CPI at it's highest point since Sept 2008
CPI annual inflation has risen to its highest point since September 2008 according to figures released by the Office of National Statistics this week.
The figures showed that CPI annual inflation rose by 0.5 per cent in April up to 4.5%. The highest previous rise was September 2008 when the figure stood at 5.2% - the highest ever.
However the ONS admits the figures were skewed by the timing of Easter which didn’t show up in April 2010’s figures at all.
- It meant fare rises of 29% for air transport for the period between March and April this year compared to a fall of 1% for the same two months last year.
- Similar Easter timing pressures on sea transport caused a rise of 22.3% for the same period compared to a rise of 3.1% last year.
- Alchoholic beverages and tobacco prices also rose by a record 5.3% between March and April compared to a rise of 2.1% a year ago.
- The price of clothing and footwear provided one of the biggest downward pressures on the CPI annual inflation pressure after prices rose by 1.3% between March and April this year compared to a 2.2% increase the previous year.

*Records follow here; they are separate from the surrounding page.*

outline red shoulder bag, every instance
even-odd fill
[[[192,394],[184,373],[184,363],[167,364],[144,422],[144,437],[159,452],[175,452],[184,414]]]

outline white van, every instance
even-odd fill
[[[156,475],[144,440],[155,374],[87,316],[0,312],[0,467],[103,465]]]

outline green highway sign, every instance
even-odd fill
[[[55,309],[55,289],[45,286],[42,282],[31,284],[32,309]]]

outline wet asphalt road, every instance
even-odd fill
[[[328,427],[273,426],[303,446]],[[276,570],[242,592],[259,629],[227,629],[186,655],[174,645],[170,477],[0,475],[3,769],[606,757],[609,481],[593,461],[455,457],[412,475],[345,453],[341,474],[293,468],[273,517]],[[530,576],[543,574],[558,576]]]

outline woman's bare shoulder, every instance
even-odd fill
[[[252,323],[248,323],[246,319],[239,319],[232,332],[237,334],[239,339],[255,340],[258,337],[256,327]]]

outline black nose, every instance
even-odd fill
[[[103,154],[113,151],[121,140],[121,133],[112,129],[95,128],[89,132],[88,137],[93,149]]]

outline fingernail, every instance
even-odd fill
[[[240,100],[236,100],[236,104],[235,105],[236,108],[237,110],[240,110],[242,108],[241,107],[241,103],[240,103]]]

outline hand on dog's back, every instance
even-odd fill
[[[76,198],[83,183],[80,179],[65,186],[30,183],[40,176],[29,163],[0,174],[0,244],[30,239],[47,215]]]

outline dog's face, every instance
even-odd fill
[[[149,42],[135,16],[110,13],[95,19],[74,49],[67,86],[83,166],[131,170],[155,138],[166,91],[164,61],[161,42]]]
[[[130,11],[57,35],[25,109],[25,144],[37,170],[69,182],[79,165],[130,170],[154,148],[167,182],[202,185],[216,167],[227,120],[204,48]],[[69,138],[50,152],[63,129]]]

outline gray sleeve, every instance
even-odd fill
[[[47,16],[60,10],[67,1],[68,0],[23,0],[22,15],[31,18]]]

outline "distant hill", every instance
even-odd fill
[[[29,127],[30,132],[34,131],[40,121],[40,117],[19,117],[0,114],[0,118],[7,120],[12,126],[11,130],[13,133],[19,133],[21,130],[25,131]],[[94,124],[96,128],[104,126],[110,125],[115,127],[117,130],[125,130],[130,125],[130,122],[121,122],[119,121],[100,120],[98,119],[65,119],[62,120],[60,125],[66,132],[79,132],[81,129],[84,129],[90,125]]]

However the ONS pointed out that although this year’s rise was lower it is still the second largest rise for a March to April period.
For the year to April, RPI annual inflation fell by 0.1% down to 5.2% from March. RPIX annual inflation – the all items RPI excluding mortgage interest payments also fell in April down to 5.3% compared to 5.4% in March.
The UK inflation rate in March continued to outstrip the provisional figures for the European Union with the UK rate standing at 4% compared to the EU’s 3.1%.